Wer kennt es nicht: Im Laufe eines langen Online Gaming-Lebens kommt der ein oder andere Kontakt dazu und manche Mitspieler entwickeln sich zu virtuellen Freunden. Einige von ihnen verschwinden im Laufe der Zeit und kommen nicht mehr online. Der Gamer-Friedhof erlaubt euch jetzt, um die Verschwundenen zu trauern.

Press F for respect

Der virtuelle Friedhof ist aufgebaut wie ein richtiger Friedhof. So gibt es eine Kapelle und eben mehrere Gräber mit Grabsteinen. Der „Gamer Graveyard“ ist dabei in einem 8-Bit-Pixel-Look gehalten und auch mit der passenden Musik unterlegt worden.

Über die Seite gamergraveyard.gg könnt ihr dann einen Grabstein für einen verschwundenen Freund errichten, um ihn daran zu erinnern, dass er online vermisst wird. Dazu müsst ihr folgende Schritte durchführen:

  • „Bury a friend“ auswählen
  • Spielername oder Gamertag eingeben
  • Tag eintragen, an dem die Person verschwunden ist
  • Passendes Grabstein-Theme aussuchen
  • Euren Freund über die Funktion „Bury“ begraben

Wenn ihr das Grab dann besuchen wollt, könnt ihr oben im Suchfeld den Namen eingeben und werdet zum Grab gebracht, das dann wie folgt aussieht:

Gamer Graveyard: Grabstein Beispiel

Wenn ihr den Verstorbenen euren Respekt erweisen wollt, dann könnt ihr durch Drücken der F-Taste eine kleine Kerze am Grab entzünden.
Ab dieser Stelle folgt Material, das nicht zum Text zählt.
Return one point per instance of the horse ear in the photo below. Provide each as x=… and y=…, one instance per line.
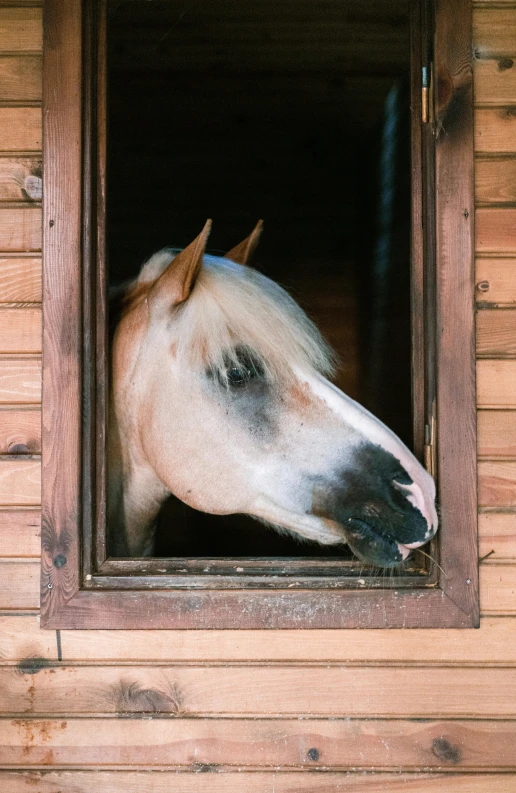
x=243, y=253
x=178, y=279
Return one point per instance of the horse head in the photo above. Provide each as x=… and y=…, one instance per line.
x=220, y=396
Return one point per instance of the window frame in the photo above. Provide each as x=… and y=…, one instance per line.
x=80, y=588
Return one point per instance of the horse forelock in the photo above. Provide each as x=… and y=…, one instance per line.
x=232, y=308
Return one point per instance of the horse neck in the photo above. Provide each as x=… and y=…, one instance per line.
x=135, y=494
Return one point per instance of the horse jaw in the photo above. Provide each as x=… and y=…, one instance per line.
x=421, y=493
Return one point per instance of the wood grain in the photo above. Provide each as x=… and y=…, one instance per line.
x=496, y=384
x=251, y=691
x=15, y=178
x=495, y=181
x=496, y=230
x=498, y=588
x=49, y=781
x=19, y=584
x=20, y=279
x=495, y=643
x=20, y=533
x=63, y=213
x=497, y=532
x=20, y=329
x=497, y=484
x=495, y=281
x=496, y=433
x=20, y=380
x=20, y=78
x=20, y=482
x=20, y=29
x=495, y=82
x=494, y=32
x=20, y=431
x=20, y=229
x=496, y=332
x=20, y=129
x=495, y=130
x=453, y=321
x=191, y=744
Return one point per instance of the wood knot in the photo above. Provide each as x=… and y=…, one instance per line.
x=31, y=666
x=59, y=560
x=447, y=751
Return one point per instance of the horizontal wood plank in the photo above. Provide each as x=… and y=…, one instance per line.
x=495, y=130
x=20, y=380
x=496, y=332
x=20, y=78
x=496, y=484
x=498, y=589
x=194, y=744
x=20, y=229
x=495, y=230
x=494, y=643
x=497, y=533
x=20, y=329
x=494, y=32
x=20, y=179
x=20, y=482
x=20, y=129
x=20, y=532
x=495, y=181
x=20, y=29
x=20, y=279
x=496, y=383
x=495, y=281
x=495, y=82
x=191, y=691
x=496, y=433
x=251, y=782
x=19, y=584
Letztendlich ist der „Gamer Graveyard“ Teil einer Werbeaktion für Opera GX, der sich als Browser für Gamer etablieren möchte. Der „Graveyard“ ist ein netter Zeitvertreib und für den ein oder anderen Scherz wird er auch taugen, dennoch bleibt es einfach ein makaberer Werbegag.

Was haltet ihr vom „Gamer Graveyard“? Würdet ihr eure verschwundenen Mitspieler hier begraben wollen?